Now is the time to panic if you're a Chinese with lots of money tied up in yuan because the Chinese government is signaling two things with this move. One, all exits will be shut. If you don't escape now, you run the risk of paying a high price to get out because gold premiums will start rising if demand outstrips supply. Two, it signals the yuan is in serious trouble. Gold imported by the banks sits in bank vaults and is effectively a national resource because the government controls the banks. If China decides it wants your gold or your dollars, it can force you to sell.

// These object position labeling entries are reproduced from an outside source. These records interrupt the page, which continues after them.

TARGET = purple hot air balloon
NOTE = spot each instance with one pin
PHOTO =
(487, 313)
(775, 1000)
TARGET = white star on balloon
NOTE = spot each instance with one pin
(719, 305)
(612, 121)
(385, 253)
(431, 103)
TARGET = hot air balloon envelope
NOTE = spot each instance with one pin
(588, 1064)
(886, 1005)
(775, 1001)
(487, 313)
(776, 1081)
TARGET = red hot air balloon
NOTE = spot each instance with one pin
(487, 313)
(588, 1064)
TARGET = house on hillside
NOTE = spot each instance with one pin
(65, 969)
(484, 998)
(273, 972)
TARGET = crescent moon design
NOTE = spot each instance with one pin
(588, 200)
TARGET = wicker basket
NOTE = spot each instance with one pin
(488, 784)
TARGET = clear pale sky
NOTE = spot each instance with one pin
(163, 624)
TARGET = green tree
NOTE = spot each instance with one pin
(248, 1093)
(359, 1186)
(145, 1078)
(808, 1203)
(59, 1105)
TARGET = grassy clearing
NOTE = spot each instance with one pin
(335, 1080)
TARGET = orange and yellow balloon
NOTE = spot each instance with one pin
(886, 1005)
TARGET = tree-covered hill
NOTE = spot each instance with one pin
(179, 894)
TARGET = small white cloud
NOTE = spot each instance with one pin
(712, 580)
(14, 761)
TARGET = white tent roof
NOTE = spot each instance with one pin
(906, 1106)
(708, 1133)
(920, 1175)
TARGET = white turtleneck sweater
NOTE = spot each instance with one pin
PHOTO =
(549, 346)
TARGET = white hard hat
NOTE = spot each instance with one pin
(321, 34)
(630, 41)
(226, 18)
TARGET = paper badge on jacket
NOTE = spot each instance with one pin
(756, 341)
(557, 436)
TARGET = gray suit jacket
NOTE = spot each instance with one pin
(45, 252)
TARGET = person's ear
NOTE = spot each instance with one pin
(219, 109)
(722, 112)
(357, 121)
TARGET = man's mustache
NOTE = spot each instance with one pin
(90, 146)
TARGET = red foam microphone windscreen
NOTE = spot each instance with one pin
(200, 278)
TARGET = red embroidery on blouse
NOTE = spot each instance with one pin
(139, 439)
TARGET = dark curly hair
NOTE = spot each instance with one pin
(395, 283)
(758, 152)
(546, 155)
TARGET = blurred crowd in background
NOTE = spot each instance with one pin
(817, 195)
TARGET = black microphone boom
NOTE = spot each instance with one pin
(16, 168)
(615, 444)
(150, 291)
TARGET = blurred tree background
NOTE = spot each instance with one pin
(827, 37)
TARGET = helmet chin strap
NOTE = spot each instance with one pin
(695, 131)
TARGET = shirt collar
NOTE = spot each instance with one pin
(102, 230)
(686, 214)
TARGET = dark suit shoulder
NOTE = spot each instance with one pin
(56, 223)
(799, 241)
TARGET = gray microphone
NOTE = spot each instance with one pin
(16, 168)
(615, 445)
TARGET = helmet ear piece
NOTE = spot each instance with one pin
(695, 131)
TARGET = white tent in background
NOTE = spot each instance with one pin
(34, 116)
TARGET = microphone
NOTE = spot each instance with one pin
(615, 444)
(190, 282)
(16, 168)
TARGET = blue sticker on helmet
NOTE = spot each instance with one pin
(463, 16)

This reminds me of 2013 post from Liu Junluo: Gold going to $500; Chinese yuan will collapse; China will nationalize dollar deposits

If you adjust the timing of his call, just about everything he warns of (except for the massive drop in gold) has taken place by 2016:
From 2010 onwards, when the Dollar Index was 74, China's central bank made the strategic decision that the dollar would devalue over the long-term. Therefore, China's central bank began selling dollars and buying the euro, the yen and commodity currencies to diversify China's foreign exchange reserves.

However, beginning in 2013 , China's central bank suddenly found the U.S. economy has been gradually recovering. The euro zone economy has continued into a disastrous predicament. Meanwhile, the Bank of Japan launched a policy of devaluation of the yen.

Between July and October, the Chinese central bank will manufacture China's disastrous stock market crash. The hidden past strategic errors of judgment will now come to light, exposing China's bad debts.

From 2010 onwards, China's central bank took 3 trillion in foreign reserves and converted 2 trillion into non-US currencies, this is the root of the future Chinese economic disaster. roots. In all of human history, there is no central bank that committed such a stupid, catastrophic mistake.

The real farce is that China's central bank in the coming months will reverse its past dumping of dollars; it will turn into a frenzy of dollar buying. Including a rapid nationalization of domestic U.S. dollar savings.
The stock market crash came 2 years later, after a massive bubble formed, but the long-term strategic error of diversifying away from the dollar, particularly into highly volatile and inversely correlated assets such as commodities, was ongoing for years.

China sold dollars in a rising market and long-term, it may even come out ahead. But China also sold dollars amid a depression, a period of dollar deflation. Now is the final stage: is the depression set to end, or does the U.S. dollar have another 20 percent to go before it tops? If the latter, the move to limit gold imports tells us China is unprepared.